07.11.2010

Und wieder bin ich eine Erfahrung reicher, denn ...

... nun weiß ich was es bedeutet an einem wirklich extremen Ausdauersportbewerb teilzunehmen. Zum Glück war ich in einer Staffel am Start, denn 24 Stunden alleine im Wasser kann ich mir im Moment nicht vorstellen. Aber ... gleich vorne weg: "Never say never!"

Kurz die Story: nachdem der Staffel vom RTT Passail ein Schwimmer gefehlt hat, hab' ich ohne zu wissen was auf mich zukommen würde, einfach "ja" gesagt und mich ihrem Team angeschlossen; ich habe den Sprung ins (in dem Fall) nicht so kalte Wasser des 50m Sportbeckens in Bad Radkersburg getan und nach einer echt harten Arbeitswoche mit sehr kurzen Nächten noch einen Tag mit komplettem Schlafentzug draufgesetzt. 

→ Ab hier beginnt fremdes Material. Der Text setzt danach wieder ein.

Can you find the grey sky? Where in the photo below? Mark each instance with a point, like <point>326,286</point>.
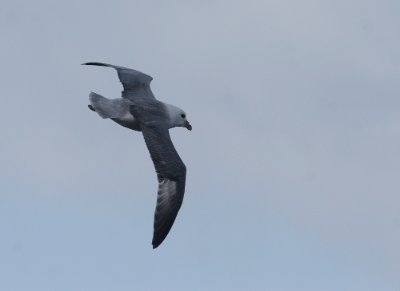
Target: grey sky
<point>293,161</point>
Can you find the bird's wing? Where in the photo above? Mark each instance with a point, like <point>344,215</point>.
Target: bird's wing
<point>136,84</point>
<point>171,173</point>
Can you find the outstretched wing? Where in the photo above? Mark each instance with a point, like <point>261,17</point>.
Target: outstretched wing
<point>171,173</point>
<point>136,84</point>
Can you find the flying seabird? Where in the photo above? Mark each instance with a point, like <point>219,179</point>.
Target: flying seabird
<point>139,110</point>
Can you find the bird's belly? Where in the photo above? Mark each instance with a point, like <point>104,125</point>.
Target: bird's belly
<point>130,123</point>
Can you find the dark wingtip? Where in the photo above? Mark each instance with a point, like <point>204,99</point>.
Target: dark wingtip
<point>155,243</point>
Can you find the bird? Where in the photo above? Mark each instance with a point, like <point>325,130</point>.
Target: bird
<point>139,110</point>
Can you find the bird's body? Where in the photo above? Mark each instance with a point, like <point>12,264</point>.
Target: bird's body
<point>139,110</point>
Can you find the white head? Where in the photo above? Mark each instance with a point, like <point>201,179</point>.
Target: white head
<point>177,117</point>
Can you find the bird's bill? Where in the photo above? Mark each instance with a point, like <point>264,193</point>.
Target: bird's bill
<point>188,125</point>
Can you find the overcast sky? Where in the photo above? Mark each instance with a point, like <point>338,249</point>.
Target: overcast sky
<point>293,161</point>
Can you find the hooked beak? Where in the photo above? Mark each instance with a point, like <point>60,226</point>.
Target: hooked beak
<point>188,125</point>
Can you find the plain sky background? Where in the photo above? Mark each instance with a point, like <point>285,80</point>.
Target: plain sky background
<point>293,162</point>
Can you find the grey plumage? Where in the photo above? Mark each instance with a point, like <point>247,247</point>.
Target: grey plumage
<point>139,110</point>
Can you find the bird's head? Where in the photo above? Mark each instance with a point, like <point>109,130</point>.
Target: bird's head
<point>177,117</point>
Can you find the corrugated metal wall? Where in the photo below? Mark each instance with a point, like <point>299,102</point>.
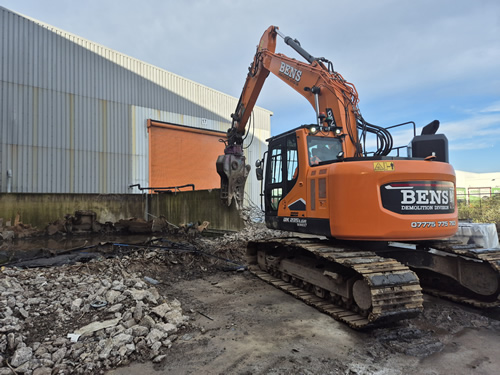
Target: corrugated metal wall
<point>73,113</point>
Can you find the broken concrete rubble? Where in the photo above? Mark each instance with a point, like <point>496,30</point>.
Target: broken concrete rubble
<point>48,324</point>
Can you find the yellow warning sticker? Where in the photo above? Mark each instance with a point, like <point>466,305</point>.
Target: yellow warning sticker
<point>383,166</point>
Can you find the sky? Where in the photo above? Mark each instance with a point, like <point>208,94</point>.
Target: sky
<point>410,60</point>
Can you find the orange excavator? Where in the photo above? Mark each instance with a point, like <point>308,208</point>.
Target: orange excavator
<point>379,220</point>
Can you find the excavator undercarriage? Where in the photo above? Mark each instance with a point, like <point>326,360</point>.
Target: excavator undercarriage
<point>366,288</point>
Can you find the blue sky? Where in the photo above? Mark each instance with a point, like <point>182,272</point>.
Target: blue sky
<point>409,60</point>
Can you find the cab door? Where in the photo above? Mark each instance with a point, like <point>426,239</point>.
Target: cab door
<point>281,171</point>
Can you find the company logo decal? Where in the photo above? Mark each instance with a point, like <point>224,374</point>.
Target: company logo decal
<point>419,197</point>
<point>291,72</point>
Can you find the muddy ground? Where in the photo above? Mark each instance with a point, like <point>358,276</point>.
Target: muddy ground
<point>238,324</point>
<point>241,325</point>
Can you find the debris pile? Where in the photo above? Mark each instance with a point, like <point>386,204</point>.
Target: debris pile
<point>83,318</point>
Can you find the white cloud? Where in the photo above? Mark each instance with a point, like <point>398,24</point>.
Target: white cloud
<point>495,107</point>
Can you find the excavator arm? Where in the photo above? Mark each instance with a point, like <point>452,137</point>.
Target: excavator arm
<point>332,97</point>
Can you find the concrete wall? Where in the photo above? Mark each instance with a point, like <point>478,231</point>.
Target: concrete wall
<point>183,207</point>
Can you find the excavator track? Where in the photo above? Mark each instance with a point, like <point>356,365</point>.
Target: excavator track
<point>487,259</point>
<point>354,286</point>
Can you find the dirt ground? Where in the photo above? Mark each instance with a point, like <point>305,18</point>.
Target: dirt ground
<point>238,324</point>
<point>241,325</point>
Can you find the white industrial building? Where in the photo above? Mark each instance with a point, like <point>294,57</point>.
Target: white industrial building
<point>76,117</point>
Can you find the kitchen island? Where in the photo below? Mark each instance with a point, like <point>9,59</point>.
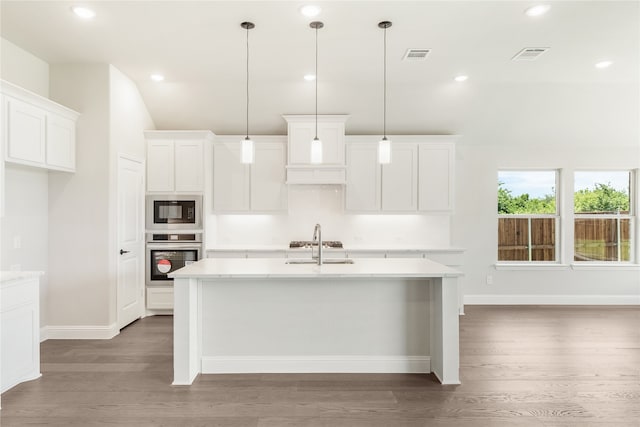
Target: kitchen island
<point>264,315</point>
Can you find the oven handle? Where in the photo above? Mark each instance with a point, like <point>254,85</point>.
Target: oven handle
<point>170,246</point>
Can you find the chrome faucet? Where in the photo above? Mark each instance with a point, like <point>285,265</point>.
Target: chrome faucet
<point>317,235</point>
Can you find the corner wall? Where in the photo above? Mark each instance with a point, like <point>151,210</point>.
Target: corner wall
<point>26,189</point>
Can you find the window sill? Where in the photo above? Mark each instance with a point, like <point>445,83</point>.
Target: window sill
<point>530,266</point>
<point>605,266</point>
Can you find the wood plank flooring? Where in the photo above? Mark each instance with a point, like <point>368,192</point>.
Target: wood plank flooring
<point>520,366</point>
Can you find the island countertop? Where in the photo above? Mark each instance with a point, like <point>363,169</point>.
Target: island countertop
<point>212,268</point>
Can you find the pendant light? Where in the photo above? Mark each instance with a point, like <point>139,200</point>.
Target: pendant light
<point>384,146</point>
<point>247,149</point>
<point>316,144</point>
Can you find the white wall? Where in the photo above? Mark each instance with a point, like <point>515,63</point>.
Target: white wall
<point>323,204</point>
<point>23,68</point>
<point>26,189</point>
<point>79,204</point>
<point>83,231</point>
<point>128,119</point>
<point>566,127</point>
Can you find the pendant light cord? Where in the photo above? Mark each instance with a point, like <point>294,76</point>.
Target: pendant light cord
<point>247,82</point>
<point>316,82</point>
<point>384,111</point>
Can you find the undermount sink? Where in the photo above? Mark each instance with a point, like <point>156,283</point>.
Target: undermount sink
<point>324,261</point>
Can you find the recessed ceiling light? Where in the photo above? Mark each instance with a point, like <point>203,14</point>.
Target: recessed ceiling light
<point>537,10</point>
<point>603,64</point>
<point>310,10</point>
<point>83,12</point>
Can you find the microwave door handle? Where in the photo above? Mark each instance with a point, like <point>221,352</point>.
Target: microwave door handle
<point>172,246</point>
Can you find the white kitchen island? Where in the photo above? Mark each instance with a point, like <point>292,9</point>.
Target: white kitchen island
<point>263,315</point>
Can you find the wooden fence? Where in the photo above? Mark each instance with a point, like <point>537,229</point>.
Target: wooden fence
<point>596,239</point>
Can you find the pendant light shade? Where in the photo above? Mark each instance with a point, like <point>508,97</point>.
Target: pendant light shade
<point>247,148</point>
<point>316,144</point>
<point>384,146</point>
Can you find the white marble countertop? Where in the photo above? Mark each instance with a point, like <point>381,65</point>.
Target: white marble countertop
<point>269,248</point>
<point>9,276</point>
<point>211,268</point>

Im Team war es immer lustig und viele Bekannte waren zu sehen und immer für einen kurzen Chat zu haben - so machte es abseits des sportlichen Einsatzes doch noch Spaß.

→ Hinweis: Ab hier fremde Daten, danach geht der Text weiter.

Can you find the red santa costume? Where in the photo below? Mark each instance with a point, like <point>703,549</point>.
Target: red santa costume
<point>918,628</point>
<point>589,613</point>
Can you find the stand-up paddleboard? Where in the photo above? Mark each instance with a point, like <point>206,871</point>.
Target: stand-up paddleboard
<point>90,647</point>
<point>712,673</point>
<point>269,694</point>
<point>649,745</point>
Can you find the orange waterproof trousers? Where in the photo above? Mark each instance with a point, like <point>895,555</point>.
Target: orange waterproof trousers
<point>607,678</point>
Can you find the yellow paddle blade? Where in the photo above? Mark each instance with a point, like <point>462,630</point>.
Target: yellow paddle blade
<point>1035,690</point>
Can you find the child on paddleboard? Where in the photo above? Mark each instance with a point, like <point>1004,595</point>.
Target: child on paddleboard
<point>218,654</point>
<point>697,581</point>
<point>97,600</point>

Insgesamt konnte ich ca. 16km schwimmen - zuerst abwechsend in 15min Intervallen, in der Nacht haben wir mit 30min langen Abschnitten versucht längere Regenerationsphasen zu schaffen. Naja ... bei mir blieb es beim Gedanken an Schlaf, denn mehr als 30sek. sind bei mir nicht zusammen gekommen. So habe ich es dann auf insgesamt 38 Stunden ohne Schlaf gebracht; ich war echt froh nach dem Bewerb zu hause anzukommen und ins eigene Bett zu sinken. Herrlich!

Mit meiner sportlichen Leistung bin ich zufrieden - nachdem ich mich gar nicht darauf vorbeitet hatte und seit Wochen in der Offseason bin. Anfänglich konnte ich locker 1min 41sek auf 100m schwimmen, zwischenzeitlich ging es dann auf 1:53 zurück (bei den 30min Splits) und gegen Ende hin dann wieder unter die 1:48er Marke. Ich bin zufrieden - vor allem weil dies alles locker ging.

Fazit: 
24h Bewerbe sind echt hart! Das Schwimmen ist im Vergleich zum Laufen oder Radfahren mit wenig Verletzungsrisiko behaftet, denn hier kann man nicht stürzen oder überknöcheln. Die Müdigkeit zu überwinden ist eine Herausforderung, es erfordert eine intensive Vorbereitung - nicht nur körperlich, sondern vorallem mentaler Natur. Die Konzentration nimmt ständig ab und mit der Zeit mutiert man (in dem Fall konkreter: ich) regelrecht zum "Zombie", denn das kann man nimmer als Trancezustand bezeichnen. 

Für 2011 plane wir ja eine Staffel beim Kaindorfer 24h Rennen ... die Erfahrung von letzter Woche wird mir hier zu gute kommen.